Qatar gas shutdown sends market price surging and could impact UK energy bills

Empty tankers cannot get back to Qatar or the UAE - another major LNG producer - to reload, while full tankers are waiting offshore with nowhere safe to go.

The war has pushed the price of natural gas up by almost 40 per cent, after Iran struck oil facilities in Saudi Arabia and Qatar, as ITV News Economics Editor Joel Hills reports

QatarEnergy, the world’s largest producer of liquefied natural gas (LNG), has halted production in a move that has already sent global gas prices soaring – and could eventually feed through to the energy bills paid by households and businesses in the UK.

The company’s huge Ras Laffan facility in Qatar has been targeted by Iranian drone strikes.

There is no indication the plant itself has been damaged; indeed, the shutdown appears to be linked as much to disruption in the Strait of Hormuz as to any direct hit.

The strait – one of the world’s most important shipping routes for oil and gas – remains open.

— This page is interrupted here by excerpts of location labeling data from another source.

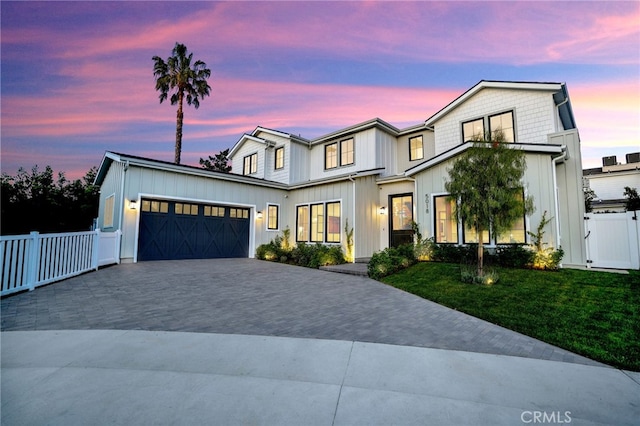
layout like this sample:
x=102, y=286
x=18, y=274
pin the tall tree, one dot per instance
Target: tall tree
x=218, y=163
x=485, y=182
x=184, y=80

But vessels have been avoiding it after insurers warned they could cancel cover or sharply raise premiums because of the risk of attack.

That has created a bottleneck.

Empty tankers cannot get back to Qatar or the UAE – another major LNG producer – to reload, while full tankers are waiting offshore with nowhere safe to go.

The result has been an immediate jump in prices.

The European benchmark gas price, known as TTF, surged by 38% to around €45 per megawatt hour – the biggest daily move in four years, although still well below the extreme levels seen in August 2022 when Vladimir Putin cut off most Russian supplies to Europe.

The disruption is bad news for Qatar, whose economy depends heavily on LNG exports, but it is also a serious concern for big buyers in Asia, including India, China, and Japan, which rely on Qatari gas to keep their economies running.

The UK does not buy much gas directly from Qatar. Most of what we use comes by pipeline from Norway or as LNG shipped from the United States.

But in a global market, the price is set internationally. If Asian buyers start competing more aggressively for cargoes that would otherwise have come to Europe, prices here can rise even if our physical supply does not change.

“[The QatarEnergy shutdown] is very, very significant,” says Laura Page, Insight Manager for LNG and natural gas at Kpler.

“The key point is that we are still in winter. We haven’t yet reached the stage where heating demand is falling, and gas storage levels in Europe are already relatively low.”

In the UK, household energy bills are partly shielded by the price cap set every three months by the regulator, Ofgem.

Last week, it was announced that the average annual bill will fall by £117 from April, largely because the government has decided to move the cost of energy efficiency schemes from consumer bills to general taxation.

But that could change again if wholesale gas prices stay high.

As a rough guide, if the market price remains at the levels reached today for the next three months – and it may not – the typical household bill could rise by around £150 a year when the cap is reset in July.

In other words, events in the Gulf tonight could still end up showing up on energy bills in Britain this summer. If the disruption persists.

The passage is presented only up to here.